Bug 2245066 - fedora-toolbox:39 image is over 5GB due to missing hardlinking
Summary: fedora-toolbox:39 image is over 5GB due to missing hardlinking
Keywords:
Status: CLOSED CURRENTRELEASE
Alias: None
Product: Fedora Container Images
Classification: Fedora
Component: fedora-toolbox
Version: 39
Hardware: Unspecified
OS: Unspecified
unspecified
high
Target Milestone: ---
Assignee: Debarshi Ray
QA Contact: Fedora Extras Quality Assurance
URL:
Whiteboard: AcceptedFreezeException
Depends On:
Blocks: F39FinalFreezeException 2216766
TreeView+ depends on / blocked
 
Reported: 2023-10-19 14:20 UTC by Jens Petersen
Modified: 2023-11-06 15:21 UTC (History)
13 users (show)

Fixed In Version:
Doc Type: If docs needed, set a value
Doc Text:
Clone Of:
Environment:
Last Closed: 2023-10-30 17:47:26 UTC
Type: Bug
Embargoed:


Attachments (Terms of Use)


Links
System ID Private Priority Status Summary Last Updated
Fedora Pagure releng issue 11735 0 None None None 2023-10-26 13:58:46 UTC
Github redhat-imaging imagefactory issues 412 0 None open Hard link disappeared when built docker image 2023-10-19 20:30:27 UTC
Github redhat-imaging imagefactory pull 455 0 None open Docker.py: Pass the use_ino option to fix hardlnks 2023-10-25 22:45:46 UTC

Description Jens Petersen 2023-10-19 14:20:57 UTC
If one tries fedora-toolbox:39 (I am testing in F39 VM)
one finds that the image is over 5.5GB in size!
This compares to under 1.7GB for fedora-toolbox:38 ((already quite big IMHO)).
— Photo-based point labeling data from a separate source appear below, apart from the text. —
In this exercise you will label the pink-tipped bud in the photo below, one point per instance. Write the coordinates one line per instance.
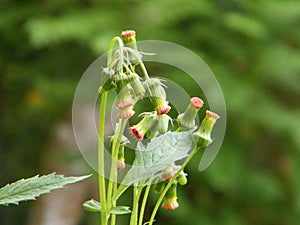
(137, 133)
(170, 204)
(124, 103)
(121, 164)
(128, 35)
(139, 130)
(170, 201)
(197, 102)
(163, 109)
(125, 113)
(186, 120)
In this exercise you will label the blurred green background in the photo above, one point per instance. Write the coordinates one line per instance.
(253, 48)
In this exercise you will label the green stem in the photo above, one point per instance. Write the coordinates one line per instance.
(140, 62)
(101, 171)
(110, 49)
(142, 209)
(113, 170)
(119, 192)
(162, 195)
(137, 191)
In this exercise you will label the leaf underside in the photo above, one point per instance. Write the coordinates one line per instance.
(158, 154)
(31, 188)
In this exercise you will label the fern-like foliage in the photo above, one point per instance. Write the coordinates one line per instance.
(29, 189)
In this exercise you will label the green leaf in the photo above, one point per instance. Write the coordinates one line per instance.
(29, 189)
(92, 206)
(120, 210)
(158, 154)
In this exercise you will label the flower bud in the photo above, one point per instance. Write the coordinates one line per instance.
(140, 129)
(136, 84)
(159, 187)
(163, 123)
(124, 98)
(125, 113)
(170, 201)
(186, 120)
(203, 135)
(182, 180)
(157, 95)
(129, 38)
(106, 80)
(168, 172)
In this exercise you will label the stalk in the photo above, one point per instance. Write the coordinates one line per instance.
(146, 194)
(137, 191)
(101, 172)
(188, 159)
(113, 170)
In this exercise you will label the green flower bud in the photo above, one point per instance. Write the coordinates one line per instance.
(140, 129)
(136, 84)
(163, 123)
(170, 201)
(129, 38)
(186, 120)
(203, 135)
(159, 187)
(182, 180)
(106, 80)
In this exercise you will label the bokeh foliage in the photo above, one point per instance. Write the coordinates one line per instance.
(251, 46)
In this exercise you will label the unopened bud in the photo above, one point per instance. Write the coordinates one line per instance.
(186, 120)
(159, 187)
(140, 129)
(106, 80)
(157, 95)
(203, 135)
(136, 84)
(182, 180)
(170, 201)
(163, 123)
(125, 113)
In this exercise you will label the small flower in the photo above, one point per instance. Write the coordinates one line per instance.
(170, 204)
(162, 107)
(136, 84)
(182, 180)
(186, 120)
(203, 135)
(168, 172)
(163, 123)
(157, 95)
(170, 201)
(124, 98)
(125, 113)
(121, 164)
(140, 129)
(128, 36)
(159, 187)
(106, 80)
This seems caused by hardlinks not being created in the image,
eg /usr/lib64/dir is 1.6GB.

I feel 5.5GB is an unacceptable size so I feel this is a potential blocker?
Though the actual on disk size might be less, if btrfs is clever I dunno?

But it needs to be fixed by Releng I think.

This is somewhat similar to https://pagure.io/releng/issue/11712 and https://github.com/redhat-imaging/imagefactory/issues/412

Originally reported at https://github.com/containers/toolbox/issues/1389
though I think rishi was already aware of this yesterday or earlier.

Comment 1 Debarshi Ray 2023-10-19 14:46:47 UTC
(In reply to Jens Petersen from comment #0)
> If one tries fedora-toolbox:39 (I am testing in F39 VM)
> one finds that the image is over 5.5GB in size!
> This compares to under 1.7GB for fedora-toolbox:38 ((already quite big
> IMHO)).

Those are the uncompressed on-disk sizes from 'podman images', which is different from the compressed over-the-network sizes from 'skopeo inspect'.  Toolbx from Git main shows the compressed over-the-network sizes when it prompts you for the download, but it's not in Fedora, yet.

The compressed over-the-network sizes went from 302.2M for the fedora-toolbox:38 image to 1.1G for the fedora-toolbox:39 image.  That's ... a significant jump. :)

> This seems caused by hardlinks not being created in the image,
> eg /usr/lib64/dir is 1.6GB.

Yes, so far, I know of the Mesa userspace drivers in %{_libdir}/dri and the locale definitions in %{_prefix}/lib/locale/locale-archive*.

> I feel 5.5GB is an unacceptable size so I feel this is a potential blocker?
> Though the actual on disk size might be less, if btrfs is clever I dunno?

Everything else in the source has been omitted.